Qualifying Reasons for FMLA Leave
The statute specifies the conditions under which leave may be taken. Not every medical or family situation qualifies.
| Qualifying Reason | Maximum Leave | Notes |
|---|---|---|
| Birth and newborn care | 12 weeks | Must be taken within 12 months of birth |
| Adoption or foster placement | 12 weeks | Within 12 months of placement |
| Serious health condition (employee) | 12 weeks | Must involve inpatient care or continuing treatment |
| Care for spouse, child, or parent with serious health condition | 12 weeks | Does not extend to in-laws or siblings |
| Qualifying military exigency | 12 weeks | For covered active-duty deployments |
| Care for covered servicemember | 26 weeks | Includes veterans; expanded in 2008 and 2010 |
Defining a "Serious Health Condition"
The term "serious health condition" is a defined legal term — not every illness qualifies. Under 29 C.F.R. § 825.113, a serious health condition is an illness, injury, impairment, or physical or mental condition involving:
- Inpatient care in a hospital, hospice, or residential medical facility, or
- Continuing treatment by a health care provider (incapacity of more than three consecutive days plus follow-up visits, or a chronic condition requiring periodic treatments)
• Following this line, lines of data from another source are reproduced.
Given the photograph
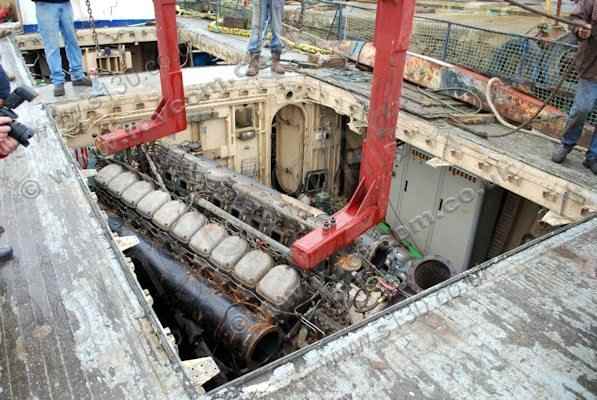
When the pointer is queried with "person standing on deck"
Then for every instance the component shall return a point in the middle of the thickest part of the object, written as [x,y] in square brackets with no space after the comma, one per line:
[586,93]
[7,144]
[265,13]
[55,17]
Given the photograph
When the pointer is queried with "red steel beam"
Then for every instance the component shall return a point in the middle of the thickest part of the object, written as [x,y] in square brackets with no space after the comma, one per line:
[368,205]
[170,116]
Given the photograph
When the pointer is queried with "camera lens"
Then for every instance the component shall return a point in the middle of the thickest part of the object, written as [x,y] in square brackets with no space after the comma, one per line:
[21,133]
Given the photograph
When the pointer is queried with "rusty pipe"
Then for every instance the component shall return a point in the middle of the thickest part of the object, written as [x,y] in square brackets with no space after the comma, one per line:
[239,329]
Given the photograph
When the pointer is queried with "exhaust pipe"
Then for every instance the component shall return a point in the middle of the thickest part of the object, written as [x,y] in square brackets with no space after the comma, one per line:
[241,330]
[428,272]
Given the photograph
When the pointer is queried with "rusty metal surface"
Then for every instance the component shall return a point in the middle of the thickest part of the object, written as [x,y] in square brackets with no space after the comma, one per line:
[535,151]
[73,320]
[522,326]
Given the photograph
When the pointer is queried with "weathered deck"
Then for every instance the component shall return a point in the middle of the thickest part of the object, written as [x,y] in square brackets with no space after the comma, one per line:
[73,322]
[520,327]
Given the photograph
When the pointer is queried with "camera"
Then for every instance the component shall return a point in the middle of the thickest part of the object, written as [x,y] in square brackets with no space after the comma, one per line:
[19,132]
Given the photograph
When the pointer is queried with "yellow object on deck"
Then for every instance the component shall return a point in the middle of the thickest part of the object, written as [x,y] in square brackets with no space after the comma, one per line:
[303,47]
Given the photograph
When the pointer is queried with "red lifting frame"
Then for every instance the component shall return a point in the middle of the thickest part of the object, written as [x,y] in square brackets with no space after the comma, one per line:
[370,201]
[170,116]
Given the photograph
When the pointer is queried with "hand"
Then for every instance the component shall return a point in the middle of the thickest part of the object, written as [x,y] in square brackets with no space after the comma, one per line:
[7,144]
[584,33]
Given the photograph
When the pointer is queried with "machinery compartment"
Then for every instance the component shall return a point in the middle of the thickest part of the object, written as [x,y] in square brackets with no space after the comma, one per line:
[214,255]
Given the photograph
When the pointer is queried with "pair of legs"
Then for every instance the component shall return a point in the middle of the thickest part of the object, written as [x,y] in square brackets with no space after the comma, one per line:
[266,13]
[53,19]
[584,103]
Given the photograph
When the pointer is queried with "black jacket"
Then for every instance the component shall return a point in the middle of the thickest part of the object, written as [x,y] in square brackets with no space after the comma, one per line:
[4,84]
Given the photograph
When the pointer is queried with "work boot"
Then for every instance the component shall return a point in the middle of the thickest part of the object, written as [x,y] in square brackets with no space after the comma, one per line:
[59,90]
[277,68]
[6,254]
[560,153]
[253,68]
[82,82]
[591,164]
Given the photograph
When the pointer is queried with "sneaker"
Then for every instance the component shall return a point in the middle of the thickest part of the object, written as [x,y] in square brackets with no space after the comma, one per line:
[591,164]
[59,90]
[82,82]
[560,153]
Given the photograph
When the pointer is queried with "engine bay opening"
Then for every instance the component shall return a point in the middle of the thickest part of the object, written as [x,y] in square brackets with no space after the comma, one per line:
[217,207]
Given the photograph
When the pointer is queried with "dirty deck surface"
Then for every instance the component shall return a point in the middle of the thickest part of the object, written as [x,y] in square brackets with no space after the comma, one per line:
[533,150]
[236,45]
[72,325]
[520,327]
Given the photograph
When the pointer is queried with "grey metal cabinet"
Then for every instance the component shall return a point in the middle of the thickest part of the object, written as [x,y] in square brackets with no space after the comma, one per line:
[437,208]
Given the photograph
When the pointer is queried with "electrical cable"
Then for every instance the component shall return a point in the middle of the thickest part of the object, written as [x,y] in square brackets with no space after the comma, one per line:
[548,100]
[520,128]
[546,15]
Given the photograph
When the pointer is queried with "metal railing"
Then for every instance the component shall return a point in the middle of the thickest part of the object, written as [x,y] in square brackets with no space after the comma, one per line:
[533,65]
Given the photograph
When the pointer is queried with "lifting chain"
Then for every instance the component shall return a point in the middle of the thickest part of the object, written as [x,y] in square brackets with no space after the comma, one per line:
[92,25]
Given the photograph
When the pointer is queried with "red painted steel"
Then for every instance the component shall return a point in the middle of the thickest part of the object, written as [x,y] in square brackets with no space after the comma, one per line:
[170,116]
[369,203]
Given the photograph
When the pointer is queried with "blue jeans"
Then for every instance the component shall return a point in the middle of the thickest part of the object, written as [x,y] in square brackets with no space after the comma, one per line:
[53,19]
[584,103]
[265,13]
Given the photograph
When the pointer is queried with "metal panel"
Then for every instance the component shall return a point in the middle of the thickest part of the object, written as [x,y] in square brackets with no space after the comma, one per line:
[457,217]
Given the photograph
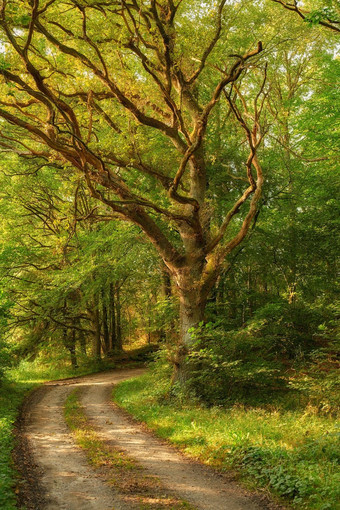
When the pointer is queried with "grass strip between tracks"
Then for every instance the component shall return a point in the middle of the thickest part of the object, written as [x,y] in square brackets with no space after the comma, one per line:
[291,454]
[138,489]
Common colds, flu, earaches, and routine dental work typically do not qualify unless complications arise. Pregnancy qualifies even before delivery because prenatal care involves continuing treatment.
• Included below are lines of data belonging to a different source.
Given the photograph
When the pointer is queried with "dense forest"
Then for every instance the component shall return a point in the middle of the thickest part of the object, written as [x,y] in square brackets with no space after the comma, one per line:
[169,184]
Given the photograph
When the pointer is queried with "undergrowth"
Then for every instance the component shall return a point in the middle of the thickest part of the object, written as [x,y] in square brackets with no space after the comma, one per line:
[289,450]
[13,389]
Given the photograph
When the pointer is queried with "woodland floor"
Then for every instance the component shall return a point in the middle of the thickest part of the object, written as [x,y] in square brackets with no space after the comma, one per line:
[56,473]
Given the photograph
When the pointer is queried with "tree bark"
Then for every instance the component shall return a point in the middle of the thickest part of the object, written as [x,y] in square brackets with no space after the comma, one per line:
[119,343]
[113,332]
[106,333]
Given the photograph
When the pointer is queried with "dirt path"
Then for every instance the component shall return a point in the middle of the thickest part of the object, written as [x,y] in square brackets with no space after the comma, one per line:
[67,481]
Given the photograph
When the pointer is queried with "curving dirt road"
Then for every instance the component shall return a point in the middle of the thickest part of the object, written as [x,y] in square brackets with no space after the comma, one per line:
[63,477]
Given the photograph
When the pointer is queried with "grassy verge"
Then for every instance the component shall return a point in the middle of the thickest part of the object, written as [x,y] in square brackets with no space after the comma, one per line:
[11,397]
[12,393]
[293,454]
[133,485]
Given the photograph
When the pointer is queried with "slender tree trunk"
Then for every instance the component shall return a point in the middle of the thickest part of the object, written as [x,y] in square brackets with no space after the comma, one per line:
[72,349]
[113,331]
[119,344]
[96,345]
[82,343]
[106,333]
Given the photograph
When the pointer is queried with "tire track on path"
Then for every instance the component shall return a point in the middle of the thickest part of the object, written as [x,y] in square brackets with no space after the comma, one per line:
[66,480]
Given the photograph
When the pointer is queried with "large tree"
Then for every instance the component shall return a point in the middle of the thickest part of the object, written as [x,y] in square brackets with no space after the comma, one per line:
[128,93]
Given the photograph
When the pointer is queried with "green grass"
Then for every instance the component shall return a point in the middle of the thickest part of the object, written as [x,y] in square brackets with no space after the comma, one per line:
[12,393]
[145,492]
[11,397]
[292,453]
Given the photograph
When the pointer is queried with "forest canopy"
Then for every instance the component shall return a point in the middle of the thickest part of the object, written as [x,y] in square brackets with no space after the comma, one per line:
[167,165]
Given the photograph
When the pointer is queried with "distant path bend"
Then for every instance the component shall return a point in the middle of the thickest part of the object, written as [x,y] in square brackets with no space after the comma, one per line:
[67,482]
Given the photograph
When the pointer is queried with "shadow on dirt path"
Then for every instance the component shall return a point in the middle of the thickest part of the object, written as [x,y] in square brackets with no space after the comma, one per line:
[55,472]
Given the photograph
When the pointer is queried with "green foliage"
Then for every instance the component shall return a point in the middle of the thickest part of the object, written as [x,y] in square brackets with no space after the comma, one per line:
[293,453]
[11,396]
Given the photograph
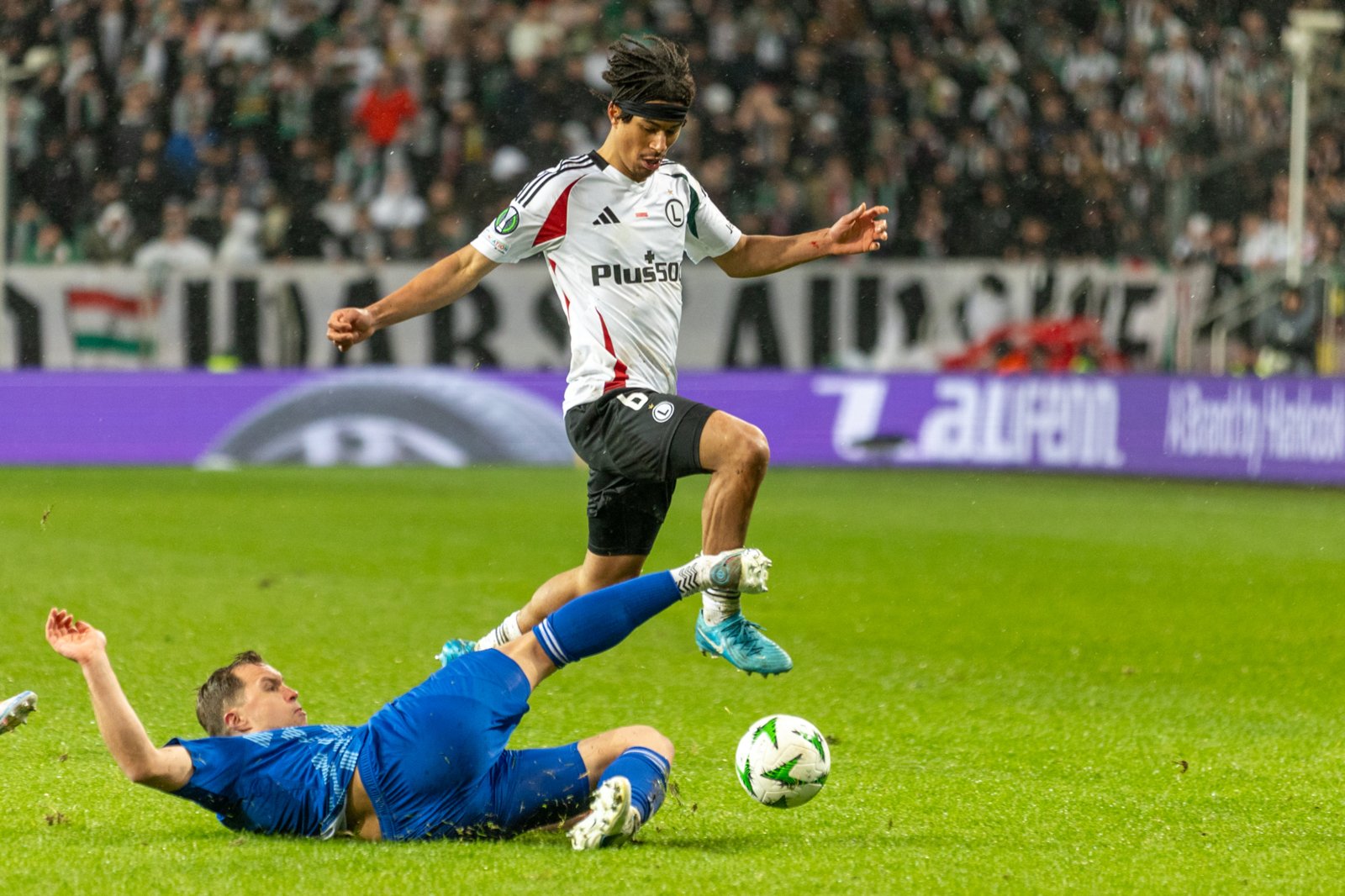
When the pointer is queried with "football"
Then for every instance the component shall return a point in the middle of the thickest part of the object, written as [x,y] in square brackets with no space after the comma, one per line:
[783,761]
How FMLA Leave Works in Practice
FMLA leave is unpaid at the federal level, though many states and employers layer paid leave on top. Employers may — and often do — require employees to use accrued paid leave concurrently with FMLA leave. This is legal and common.
Leave can be taken all at once or intermittently. Intermittent FMLA is a common source of workplace friction: an employee might take a few hours weekly for a chronic condition like migraines or rheumatoid arthritis. Employers cannot deny intermittent leave when medically necessary, but they may transfer the employee to an equivalent position better suited to intermittent scheduling.
Notice and Medical Certification
When leave is foreseeable, employees must provide at least 30 days' advance notice. For unforeseeable leave, notice must be given as soon as practicable — generally the same or next business day. Failure to provide timely notice can delay or deny leave.
Employers may require medical certification from a health care provider within 15 calendar days. The certification must confirm the serious health condition, its expected duration, and the need for leave. Employers may seek second and third opinions at their own expense.
Employee Protections
FMLA guarantees specific rights upon return from leave:
- Restoration to the same position or an equivalent position with the same pay, benefits, and working conditions
- Continuation of group health insurance on the same terms as if leave had not been taken
- Protection against interference, restraint, or denial of FMLA rights
- Protection against retaliation for exercising FMLA rights or opposing unlawful FMLA practices
Highly compensated "key employees" — salaried employees in the top 10% at the work site — may be denied restoration if reinstatement would cause substantial and grievous economic injury to the employer. This exception is narrow and rarely applied.
State FMLA Laws and Paid Leave Programs
| State | Paid Leave Program | Leave Duration (paid) | Employer Size Threshold |
|---|---|---|---|
| California | Yes (SDI/PFL) | Up to 8 weeks | 1+ employees (CFRA: 5+) |
| New York | Yes (NY PFL) | Up to 12 weeks | 1+ employees |
| Washington | Yes (WA PFML) | Up to 18 weeks combined | 1+ employees |
| New Jersey | Yes (NJ FLI) | Up to 12 weeks | 30+ employees |
| Texas | No state program | None (federal FMLA only) | 50+ (federal) |
This article is for informational purposes only and does not constitute legal advice.